Pinneberg
Elmshorn

KZ-Überlebende spricht in Elmshorn

Schüler gestalten die zentrale Gedenkfeier des Landes für Opfer des Nationalsozialismus

Elmshorn. Sie überlebte Bergen-Belsen, weil ein britischer Soldat nach der Befreiung des Konzentrationslagers sah, dass sie sich noch bewegte. Jemand hatte sie bereits auf einen Berg Leichen gelegt. Liesa Ruether, geboren 1927 in Hannover, überlebte den Holocaust. Am Dienstag, 27. Januar, wird die Jüdin als Zeitzeugin bei der zentralen Gedenkfeier der Opfer des Nationalsozialismus in Elmshorn von ihrem bewegenden Schicksal berichten.

Der schleswig-holsteinische Landtag gedenkt in diesem Jahr erstmals gemeinsam mit der Stadt Elmshorn. Der von Bundespräsident Roman Herzog initiierte Gedenktag wird seit 1996 am 27. Januar – dem Jahrestag der Befreiung der Überlebenden des Konzentrations- und Vernichtungslagers Auschwitz durch die Rote Armee 1945 – begangen. So wird an Millionen von Menschen erinnert, die von den Nazis verfolgt, gequält und ermordet wurden.

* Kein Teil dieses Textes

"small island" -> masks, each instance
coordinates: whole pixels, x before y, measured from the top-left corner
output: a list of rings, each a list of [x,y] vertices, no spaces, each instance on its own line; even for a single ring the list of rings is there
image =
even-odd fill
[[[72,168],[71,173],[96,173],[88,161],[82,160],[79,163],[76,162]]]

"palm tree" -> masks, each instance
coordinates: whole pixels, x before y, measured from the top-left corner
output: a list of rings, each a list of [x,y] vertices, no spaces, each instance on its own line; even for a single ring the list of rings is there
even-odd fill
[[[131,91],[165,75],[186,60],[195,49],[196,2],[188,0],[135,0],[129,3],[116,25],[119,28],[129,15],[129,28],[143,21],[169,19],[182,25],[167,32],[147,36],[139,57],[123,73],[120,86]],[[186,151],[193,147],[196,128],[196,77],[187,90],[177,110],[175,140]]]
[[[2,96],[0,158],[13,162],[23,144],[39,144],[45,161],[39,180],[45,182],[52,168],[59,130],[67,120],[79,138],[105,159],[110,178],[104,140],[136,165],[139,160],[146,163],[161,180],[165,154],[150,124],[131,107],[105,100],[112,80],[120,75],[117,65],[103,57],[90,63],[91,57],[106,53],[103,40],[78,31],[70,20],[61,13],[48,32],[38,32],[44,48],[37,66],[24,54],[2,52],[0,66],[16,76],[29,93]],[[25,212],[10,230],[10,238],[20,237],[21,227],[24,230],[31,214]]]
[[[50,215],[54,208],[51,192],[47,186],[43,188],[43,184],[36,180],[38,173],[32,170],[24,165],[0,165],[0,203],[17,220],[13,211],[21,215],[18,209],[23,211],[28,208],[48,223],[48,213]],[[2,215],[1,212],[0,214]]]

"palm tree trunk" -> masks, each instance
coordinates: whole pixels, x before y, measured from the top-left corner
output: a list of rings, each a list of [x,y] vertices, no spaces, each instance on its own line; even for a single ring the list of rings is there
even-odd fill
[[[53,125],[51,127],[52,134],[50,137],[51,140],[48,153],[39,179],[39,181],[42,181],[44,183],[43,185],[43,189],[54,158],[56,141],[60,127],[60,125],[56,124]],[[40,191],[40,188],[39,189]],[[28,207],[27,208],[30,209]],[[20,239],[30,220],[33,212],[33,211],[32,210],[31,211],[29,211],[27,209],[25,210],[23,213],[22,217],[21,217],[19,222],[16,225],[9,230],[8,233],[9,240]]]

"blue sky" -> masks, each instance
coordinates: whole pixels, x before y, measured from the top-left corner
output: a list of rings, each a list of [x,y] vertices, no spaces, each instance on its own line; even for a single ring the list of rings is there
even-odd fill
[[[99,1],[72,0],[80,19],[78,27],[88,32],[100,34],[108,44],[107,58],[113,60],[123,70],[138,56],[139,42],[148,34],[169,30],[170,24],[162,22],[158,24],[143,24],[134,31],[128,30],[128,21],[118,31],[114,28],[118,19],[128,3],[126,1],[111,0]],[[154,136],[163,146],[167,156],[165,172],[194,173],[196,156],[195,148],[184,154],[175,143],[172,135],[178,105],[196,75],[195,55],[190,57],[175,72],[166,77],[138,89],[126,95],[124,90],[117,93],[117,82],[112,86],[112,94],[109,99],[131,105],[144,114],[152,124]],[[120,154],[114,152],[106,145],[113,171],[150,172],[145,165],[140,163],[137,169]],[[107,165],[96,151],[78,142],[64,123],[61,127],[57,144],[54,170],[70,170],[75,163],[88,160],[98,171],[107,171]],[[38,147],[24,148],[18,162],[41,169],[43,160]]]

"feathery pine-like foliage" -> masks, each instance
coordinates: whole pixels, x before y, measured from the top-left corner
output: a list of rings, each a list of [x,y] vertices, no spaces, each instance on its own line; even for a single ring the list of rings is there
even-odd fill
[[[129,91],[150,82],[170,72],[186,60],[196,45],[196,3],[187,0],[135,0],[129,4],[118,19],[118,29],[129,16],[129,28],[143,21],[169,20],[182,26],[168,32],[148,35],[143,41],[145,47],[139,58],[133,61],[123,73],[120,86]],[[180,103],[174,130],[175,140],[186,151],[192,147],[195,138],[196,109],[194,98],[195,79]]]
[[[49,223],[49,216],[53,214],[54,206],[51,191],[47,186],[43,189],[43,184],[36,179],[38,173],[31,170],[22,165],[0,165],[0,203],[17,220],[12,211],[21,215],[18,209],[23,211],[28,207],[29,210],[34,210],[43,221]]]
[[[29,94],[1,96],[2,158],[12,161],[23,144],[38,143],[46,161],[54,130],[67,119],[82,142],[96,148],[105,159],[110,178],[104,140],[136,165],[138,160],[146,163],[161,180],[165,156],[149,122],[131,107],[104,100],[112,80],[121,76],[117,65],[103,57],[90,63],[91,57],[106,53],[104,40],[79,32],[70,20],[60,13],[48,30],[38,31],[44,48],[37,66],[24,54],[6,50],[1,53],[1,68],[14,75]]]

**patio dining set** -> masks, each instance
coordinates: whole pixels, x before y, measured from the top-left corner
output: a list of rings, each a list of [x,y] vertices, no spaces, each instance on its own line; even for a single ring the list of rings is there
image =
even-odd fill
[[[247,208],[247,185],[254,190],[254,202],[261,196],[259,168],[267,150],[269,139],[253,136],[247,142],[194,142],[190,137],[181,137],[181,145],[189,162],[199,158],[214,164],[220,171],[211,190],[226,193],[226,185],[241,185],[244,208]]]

Die öffentliche Veranstaltung im Saalbau der Freien Waldorfschule, Adenauerdamm 2, in Elmshorn wird um 18 Uhr die Streicherklasse der 6d der Elsa-Brändström-Schule mit „Ich wandre durch Theresienstadt“ und „Ade Kamerad“ eröffnen. „Beide Lieder stammen von der Komponistin Ilse Weber, die am 6. Oktober 1944 mit ihrem Sohn Tomáš im KZ Auschwitz ermordet wurde“, sagt Anna Haentjens, die die künstlerische Leitung inne hat. Beim Gang in die Gaskammer soll Weber für ihren Sohn und andere Kinder das von ihr komponierte Schlaflied „Wiegala“ gesungen haben. „Ihr Mann versteckte ihre Texte im KZ und kehrte nach seiner Befreiung zurück, um sie wieder auszugraben“, erzählt Haentjen.

Schüler der Boje-C.-Steffen-Gemeinschaftsschule tragen eine kurze Szene aus Webers Gedicht „Ein Koffer spricht“ vor. Das Kammerorchester der Bismarckschule Elmshorn spielt mit den Stücken „Bay a Glezele Mashke“ und „Der Heyser Bulgar“ traditionelle Klezmer-Musik. Die Klasse 6b der Anne-Frank-Schule tanzt zum jüdischen Lied „Hewenu shalom alechem“. Die Rockband der Erich Kästner Schule (KGSE) präsentiert „Schrei nach Liebe“ (Die Ärzte). Schüler der Leibniz Privatschule drehen die Geschichte „Der Junge im gestreiften Pyjama“ von John Boyne weiter. „So viel Phantasie hat niemand besessen“ lautet der Titel einer szenischen Collage, vorgetragen von KGSE-Schülern. Es geht um eine stark reduzierte Beschreibung aus der Sicht eines jüdischen Häftlings. Grundlage ist das Buch „ZehnNullNeunzig in Buchenwald“ von Rolf Kralovitz.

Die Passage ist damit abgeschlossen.